In 1975, Shirley became the Associate Laboratory Director and Head, Materials and Molecular Research Division of the Lawrence Berkeley National Laboratory.[1] He was its fourth director, from 1980 to 1989,[3] and was the first chemist to head the laboratory. He took the helm at a time when the laboratory had to deal with deep funding cuts, and spent most of his first two years in the job managing them. Having weathered the crisis, he attempted to prevent its recurrence by broadening the range of research projects, such as research into treatments for ocular melanoma, and development of Mina Bissell's extracellular matrix model of breast cancer. In 1987, the Lawrence Berkeley Laboratory was chosen to participate in the Human Genome Project.[5]

Another initiative was the Center for Advanced Materials (CAM). In turn, this led to the establishment of the Center for X-Ray Optics (CXRO), the world's first research facility devoted to specialise in the use of soft x-rays and extreme ultraviolet light known as XUV. As it turned out, these are ideal for manipulating the atoms and molecules on materials' surfaces, where most chemical reactions take place. In 1984, Shirley proposed the construction of the Advanced Light Source, a synchrotron optimized to produce XUV. Not everyone saw the value in it, but the scientific case was sound, and Shirley eventually secured $100 million of funding from the Secretary of Energy, John S. Herrington. It was the first synchrotron to be built at Berkeley in almost thirty years, and was built on the site of Ernest Lawrence's 184-inch synchrotron.[5]

Shirley stepped down as director of the Lawrence Berkeley National Laboratory on August 31, 1989,[5] but remained at Berkeley as a professor. In 1992 he accepted a position as senior vice president for research and graduate education at Pennsylvania State University.

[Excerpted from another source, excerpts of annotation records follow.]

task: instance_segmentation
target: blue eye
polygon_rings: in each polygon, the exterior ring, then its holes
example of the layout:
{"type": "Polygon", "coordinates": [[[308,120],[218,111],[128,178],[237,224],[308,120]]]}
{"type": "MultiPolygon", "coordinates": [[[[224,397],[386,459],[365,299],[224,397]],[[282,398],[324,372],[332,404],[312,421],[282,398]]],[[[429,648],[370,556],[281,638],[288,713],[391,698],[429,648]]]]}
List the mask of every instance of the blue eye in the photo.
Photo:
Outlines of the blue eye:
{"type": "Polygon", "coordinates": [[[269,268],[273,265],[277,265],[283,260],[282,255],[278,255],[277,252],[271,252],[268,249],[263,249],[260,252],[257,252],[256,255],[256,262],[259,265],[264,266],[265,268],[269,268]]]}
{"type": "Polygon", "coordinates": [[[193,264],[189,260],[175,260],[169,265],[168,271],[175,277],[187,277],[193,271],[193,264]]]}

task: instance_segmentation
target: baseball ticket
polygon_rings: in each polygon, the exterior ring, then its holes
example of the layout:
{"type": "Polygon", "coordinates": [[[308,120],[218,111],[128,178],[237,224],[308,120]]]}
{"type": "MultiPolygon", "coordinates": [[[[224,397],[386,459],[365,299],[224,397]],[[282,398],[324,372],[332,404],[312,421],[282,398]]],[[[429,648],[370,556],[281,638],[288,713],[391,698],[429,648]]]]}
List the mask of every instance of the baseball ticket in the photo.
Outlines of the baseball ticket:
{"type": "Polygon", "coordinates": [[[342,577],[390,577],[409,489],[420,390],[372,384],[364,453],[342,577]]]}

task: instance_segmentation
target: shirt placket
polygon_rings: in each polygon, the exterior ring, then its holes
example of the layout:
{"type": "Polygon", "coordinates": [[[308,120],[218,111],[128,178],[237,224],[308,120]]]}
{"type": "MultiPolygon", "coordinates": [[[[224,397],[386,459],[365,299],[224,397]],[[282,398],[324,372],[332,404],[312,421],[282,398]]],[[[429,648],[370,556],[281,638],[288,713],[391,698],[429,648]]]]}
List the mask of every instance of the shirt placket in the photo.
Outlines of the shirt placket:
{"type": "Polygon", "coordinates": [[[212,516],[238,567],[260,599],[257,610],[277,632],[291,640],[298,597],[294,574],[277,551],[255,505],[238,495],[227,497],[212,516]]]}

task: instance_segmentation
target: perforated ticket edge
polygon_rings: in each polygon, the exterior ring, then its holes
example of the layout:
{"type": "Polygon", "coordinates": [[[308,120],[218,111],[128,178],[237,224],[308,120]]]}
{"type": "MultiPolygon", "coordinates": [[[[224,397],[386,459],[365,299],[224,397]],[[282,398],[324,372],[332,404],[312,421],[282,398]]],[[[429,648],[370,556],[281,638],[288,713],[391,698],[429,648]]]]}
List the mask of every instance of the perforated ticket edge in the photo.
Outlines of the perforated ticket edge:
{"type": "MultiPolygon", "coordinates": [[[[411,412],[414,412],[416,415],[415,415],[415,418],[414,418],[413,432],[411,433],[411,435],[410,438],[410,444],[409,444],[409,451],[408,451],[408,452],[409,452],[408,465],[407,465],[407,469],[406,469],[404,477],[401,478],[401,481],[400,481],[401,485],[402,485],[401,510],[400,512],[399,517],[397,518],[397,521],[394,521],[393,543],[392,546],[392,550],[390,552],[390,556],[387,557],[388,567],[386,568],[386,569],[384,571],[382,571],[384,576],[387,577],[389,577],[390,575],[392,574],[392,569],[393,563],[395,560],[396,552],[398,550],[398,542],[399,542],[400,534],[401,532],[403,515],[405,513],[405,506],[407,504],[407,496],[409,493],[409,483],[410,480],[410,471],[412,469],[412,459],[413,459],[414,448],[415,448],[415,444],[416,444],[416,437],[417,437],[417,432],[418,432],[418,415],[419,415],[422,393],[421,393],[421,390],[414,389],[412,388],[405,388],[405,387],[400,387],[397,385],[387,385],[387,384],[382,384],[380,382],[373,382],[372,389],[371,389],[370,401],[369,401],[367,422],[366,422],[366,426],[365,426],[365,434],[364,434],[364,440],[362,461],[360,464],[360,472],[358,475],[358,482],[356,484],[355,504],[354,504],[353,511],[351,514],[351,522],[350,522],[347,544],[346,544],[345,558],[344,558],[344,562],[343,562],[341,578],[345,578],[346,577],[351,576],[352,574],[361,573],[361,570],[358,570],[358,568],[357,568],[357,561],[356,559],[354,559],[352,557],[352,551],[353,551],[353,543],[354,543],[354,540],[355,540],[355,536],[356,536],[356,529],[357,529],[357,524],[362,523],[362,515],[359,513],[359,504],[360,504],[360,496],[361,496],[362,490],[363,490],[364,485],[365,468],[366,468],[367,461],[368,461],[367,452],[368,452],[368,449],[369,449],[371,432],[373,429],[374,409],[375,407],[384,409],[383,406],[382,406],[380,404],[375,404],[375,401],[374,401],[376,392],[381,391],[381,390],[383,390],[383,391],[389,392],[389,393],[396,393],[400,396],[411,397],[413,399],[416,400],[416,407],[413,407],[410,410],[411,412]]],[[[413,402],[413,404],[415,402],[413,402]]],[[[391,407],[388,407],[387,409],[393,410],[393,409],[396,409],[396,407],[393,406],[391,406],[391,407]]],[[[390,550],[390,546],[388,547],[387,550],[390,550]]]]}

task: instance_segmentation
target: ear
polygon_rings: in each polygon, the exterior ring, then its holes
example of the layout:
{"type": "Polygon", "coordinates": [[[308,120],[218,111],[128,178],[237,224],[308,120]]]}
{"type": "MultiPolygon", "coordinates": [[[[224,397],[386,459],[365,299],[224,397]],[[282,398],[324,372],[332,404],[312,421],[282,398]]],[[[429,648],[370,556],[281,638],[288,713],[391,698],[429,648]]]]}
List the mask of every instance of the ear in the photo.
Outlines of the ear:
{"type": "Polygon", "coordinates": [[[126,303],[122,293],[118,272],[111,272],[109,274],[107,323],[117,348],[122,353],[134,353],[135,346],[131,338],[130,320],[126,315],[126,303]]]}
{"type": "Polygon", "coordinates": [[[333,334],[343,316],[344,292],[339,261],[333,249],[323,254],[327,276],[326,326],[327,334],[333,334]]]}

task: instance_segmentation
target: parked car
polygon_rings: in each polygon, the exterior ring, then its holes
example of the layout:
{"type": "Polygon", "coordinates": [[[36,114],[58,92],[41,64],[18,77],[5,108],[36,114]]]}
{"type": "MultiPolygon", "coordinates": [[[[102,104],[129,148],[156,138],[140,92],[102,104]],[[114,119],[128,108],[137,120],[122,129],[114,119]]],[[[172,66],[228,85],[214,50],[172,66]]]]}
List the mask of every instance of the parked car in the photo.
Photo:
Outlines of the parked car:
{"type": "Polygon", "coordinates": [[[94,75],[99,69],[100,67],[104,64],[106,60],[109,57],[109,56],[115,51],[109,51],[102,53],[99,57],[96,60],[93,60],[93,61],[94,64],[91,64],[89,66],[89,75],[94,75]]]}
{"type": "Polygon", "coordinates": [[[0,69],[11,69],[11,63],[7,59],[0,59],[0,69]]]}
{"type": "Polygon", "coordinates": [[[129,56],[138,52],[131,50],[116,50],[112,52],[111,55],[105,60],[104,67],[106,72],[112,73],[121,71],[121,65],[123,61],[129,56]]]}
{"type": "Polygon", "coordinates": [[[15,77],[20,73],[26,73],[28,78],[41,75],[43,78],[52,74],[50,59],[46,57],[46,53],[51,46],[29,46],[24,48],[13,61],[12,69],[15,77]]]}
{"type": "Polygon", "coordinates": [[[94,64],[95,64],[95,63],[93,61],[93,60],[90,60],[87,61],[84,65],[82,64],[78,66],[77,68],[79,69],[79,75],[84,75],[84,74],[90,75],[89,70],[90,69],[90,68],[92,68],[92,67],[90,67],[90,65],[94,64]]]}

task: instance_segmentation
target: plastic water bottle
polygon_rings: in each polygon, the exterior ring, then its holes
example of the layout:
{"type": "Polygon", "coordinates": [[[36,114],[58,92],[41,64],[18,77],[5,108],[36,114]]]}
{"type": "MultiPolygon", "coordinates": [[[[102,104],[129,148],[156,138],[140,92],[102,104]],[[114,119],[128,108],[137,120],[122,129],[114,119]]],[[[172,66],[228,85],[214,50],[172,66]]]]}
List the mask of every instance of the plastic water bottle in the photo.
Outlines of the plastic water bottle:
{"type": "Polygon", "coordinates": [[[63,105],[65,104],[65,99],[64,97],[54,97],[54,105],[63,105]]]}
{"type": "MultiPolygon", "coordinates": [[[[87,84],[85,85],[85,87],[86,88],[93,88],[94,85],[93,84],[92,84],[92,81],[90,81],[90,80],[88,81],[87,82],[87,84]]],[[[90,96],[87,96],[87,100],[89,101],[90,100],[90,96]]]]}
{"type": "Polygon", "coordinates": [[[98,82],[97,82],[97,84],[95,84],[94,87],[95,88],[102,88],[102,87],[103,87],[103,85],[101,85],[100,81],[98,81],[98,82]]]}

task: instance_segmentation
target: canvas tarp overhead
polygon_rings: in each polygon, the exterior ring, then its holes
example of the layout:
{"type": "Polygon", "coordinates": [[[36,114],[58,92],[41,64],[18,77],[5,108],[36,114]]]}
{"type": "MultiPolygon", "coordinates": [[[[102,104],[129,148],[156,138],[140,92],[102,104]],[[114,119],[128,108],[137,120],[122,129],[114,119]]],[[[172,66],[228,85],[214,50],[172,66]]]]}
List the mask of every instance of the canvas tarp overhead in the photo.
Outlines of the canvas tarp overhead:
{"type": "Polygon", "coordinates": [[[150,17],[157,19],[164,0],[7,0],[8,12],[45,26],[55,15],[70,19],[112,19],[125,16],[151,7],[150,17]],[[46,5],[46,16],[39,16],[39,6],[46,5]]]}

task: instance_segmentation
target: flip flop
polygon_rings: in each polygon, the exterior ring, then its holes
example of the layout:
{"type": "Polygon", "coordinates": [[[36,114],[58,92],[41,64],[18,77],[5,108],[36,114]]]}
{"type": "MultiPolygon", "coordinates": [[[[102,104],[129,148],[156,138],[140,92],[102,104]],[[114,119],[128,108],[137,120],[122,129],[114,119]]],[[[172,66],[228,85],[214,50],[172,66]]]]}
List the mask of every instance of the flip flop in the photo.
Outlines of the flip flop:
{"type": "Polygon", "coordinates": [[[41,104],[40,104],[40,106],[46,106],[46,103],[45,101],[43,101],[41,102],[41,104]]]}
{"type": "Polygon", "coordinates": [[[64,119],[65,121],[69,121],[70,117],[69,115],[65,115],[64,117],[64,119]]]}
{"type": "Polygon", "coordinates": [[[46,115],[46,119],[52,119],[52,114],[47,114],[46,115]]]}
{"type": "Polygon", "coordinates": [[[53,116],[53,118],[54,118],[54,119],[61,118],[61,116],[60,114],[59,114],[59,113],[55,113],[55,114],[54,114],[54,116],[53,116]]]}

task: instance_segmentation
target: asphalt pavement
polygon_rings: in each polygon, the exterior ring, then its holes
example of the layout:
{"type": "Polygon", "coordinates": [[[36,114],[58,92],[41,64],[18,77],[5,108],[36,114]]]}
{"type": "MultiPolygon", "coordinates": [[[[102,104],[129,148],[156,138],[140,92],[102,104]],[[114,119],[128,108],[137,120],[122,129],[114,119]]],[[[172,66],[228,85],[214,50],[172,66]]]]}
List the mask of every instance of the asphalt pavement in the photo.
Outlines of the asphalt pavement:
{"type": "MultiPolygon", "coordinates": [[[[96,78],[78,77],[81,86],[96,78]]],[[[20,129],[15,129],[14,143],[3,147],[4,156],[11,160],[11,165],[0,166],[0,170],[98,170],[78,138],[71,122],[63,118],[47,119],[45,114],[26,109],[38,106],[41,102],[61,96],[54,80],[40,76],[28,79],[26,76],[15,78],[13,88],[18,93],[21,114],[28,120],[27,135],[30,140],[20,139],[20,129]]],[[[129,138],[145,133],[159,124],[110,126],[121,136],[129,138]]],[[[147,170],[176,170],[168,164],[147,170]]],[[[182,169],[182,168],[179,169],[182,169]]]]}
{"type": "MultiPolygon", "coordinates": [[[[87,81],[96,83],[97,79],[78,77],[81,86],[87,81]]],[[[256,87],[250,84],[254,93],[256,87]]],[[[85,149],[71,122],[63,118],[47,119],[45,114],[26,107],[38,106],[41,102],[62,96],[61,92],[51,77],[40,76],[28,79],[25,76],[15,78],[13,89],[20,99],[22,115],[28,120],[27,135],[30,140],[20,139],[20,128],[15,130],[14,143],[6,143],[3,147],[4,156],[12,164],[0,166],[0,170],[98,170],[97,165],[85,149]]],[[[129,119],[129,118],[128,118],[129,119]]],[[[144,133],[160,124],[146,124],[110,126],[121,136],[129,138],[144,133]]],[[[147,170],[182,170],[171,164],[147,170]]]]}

He increased the number of minorities in graduate school, and reduced the average time to graduate. Although this was a time when the United States Congress was cutting Federal funding for research, he positioned the university so as to make the best of available opportunities, and cemented its place as the premier state university in the country for research funding from industry. He retired at the end of 1996, and returned to California with his second wife, Barbara.[6]